Providing affair help and resources for infidelity is our focus at Infidelity Help Group. The membership here draw upon both their education about infidelity and their own personal experiences to provide affair help for those who are struggling to cope. We believe in educating people about infidelity, its patterns and its impact on all parties involved. We offer infidelity and affair help that is practical, realistic, and from a place of genuine support and caring. It’s not our job to sugar coat it, but it’s our role to challenge existing thought, debunk myths, press for authenticity, and to ask the hard questions.
We understand how destructive mind movies are. Our veteran membership has lived through them, our newer membership is working to cope with them, with the support of the community. These are techniques that some of the community here have tried and found successful in trying to cope with the images that they conjure up in their own mind movies.
Affair Help: Ways to Stop the Mind Movies
- Imagine a STOP sign and focus on that until you can divert your attention to something else.

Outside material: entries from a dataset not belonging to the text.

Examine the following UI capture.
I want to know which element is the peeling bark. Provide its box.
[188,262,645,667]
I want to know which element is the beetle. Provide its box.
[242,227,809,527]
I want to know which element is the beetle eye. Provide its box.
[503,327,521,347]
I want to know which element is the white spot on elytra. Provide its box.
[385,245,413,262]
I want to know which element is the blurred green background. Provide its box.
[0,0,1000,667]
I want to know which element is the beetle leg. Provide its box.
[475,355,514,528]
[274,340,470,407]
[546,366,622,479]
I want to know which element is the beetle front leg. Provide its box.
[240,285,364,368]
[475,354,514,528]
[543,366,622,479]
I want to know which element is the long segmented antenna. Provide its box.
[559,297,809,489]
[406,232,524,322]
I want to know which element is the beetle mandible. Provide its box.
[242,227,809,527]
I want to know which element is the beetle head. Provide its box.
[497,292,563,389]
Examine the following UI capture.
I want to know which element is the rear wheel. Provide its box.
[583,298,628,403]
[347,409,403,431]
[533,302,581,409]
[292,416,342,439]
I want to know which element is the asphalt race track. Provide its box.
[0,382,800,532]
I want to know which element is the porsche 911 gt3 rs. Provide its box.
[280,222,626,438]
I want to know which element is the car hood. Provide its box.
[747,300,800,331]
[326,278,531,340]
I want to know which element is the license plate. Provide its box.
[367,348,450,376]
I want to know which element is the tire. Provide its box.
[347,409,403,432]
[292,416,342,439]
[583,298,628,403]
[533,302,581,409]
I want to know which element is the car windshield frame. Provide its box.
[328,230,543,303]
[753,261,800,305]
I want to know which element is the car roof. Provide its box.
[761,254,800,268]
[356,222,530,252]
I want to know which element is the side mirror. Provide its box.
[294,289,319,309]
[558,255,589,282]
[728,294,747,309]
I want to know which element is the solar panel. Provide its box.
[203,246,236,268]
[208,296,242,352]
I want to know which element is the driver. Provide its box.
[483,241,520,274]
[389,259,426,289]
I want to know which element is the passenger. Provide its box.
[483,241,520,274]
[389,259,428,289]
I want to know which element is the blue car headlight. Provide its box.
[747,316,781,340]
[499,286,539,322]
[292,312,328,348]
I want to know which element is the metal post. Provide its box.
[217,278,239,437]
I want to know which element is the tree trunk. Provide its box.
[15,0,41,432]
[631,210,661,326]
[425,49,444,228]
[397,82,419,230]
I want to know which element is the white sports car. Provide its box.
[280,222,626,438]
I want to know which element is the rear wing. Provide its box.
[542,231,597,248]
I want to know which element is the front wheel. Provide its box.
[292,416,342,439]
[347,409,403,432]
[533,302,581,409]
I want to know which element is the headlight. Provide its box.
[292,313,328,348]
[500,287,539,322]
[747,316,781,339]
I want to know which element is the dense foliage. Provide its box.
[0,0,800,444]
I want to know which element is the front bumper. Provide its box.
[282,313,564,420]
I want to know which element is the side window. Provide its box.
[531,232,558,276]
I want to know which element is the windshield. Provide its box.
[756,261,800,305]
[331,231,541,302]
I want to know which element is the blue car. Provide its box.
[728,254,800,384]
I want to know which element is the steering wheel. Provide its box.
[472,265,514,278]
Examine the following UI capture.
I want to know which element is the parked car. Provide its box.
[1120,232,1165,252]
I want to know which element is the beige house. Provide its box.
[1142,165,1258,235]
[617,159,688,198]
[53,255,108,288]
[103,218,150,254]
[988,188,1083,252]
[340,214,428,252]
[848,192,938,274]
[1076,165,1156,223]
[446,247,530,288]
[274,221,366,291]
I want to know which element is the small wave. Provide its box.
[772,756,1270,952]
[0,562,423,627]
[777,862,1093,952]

- Set aside 15 minutes a day when that is the ONLY time you permit yourself to think about them together.
- Think instead of a calm, peaceful place, or a happy time (not one starring your spouse/partner!) and concentrate on the details of it – identify colors, count objects, name people etc.
- Put an elastic band on your wrist and whenever the thoughts intrude, snap it against your wrist a few times, HARD.
- Hold an ice cube as tightly as you can in your hand and focus on the coldness. When it starts to hurt you will be busy focusing on that instead.
These are a few tried and tested techniques from within our forum (there are others – register with us for further ideas). An article by Stephanie Anderson suggests that you use your imagination as an editing suite, manipulating a movie reel to try to control to control and alleviate the power that these intrusive and disturbing thoughts have over you.
Torturing yourself with images of the affair will suck you into a vortex of self-destructive and negative thinking. However difficult it is, find the time, the inclination, and the courage to implement a coping strategy to stop yourself from wallowing in the drama and angst of the affair.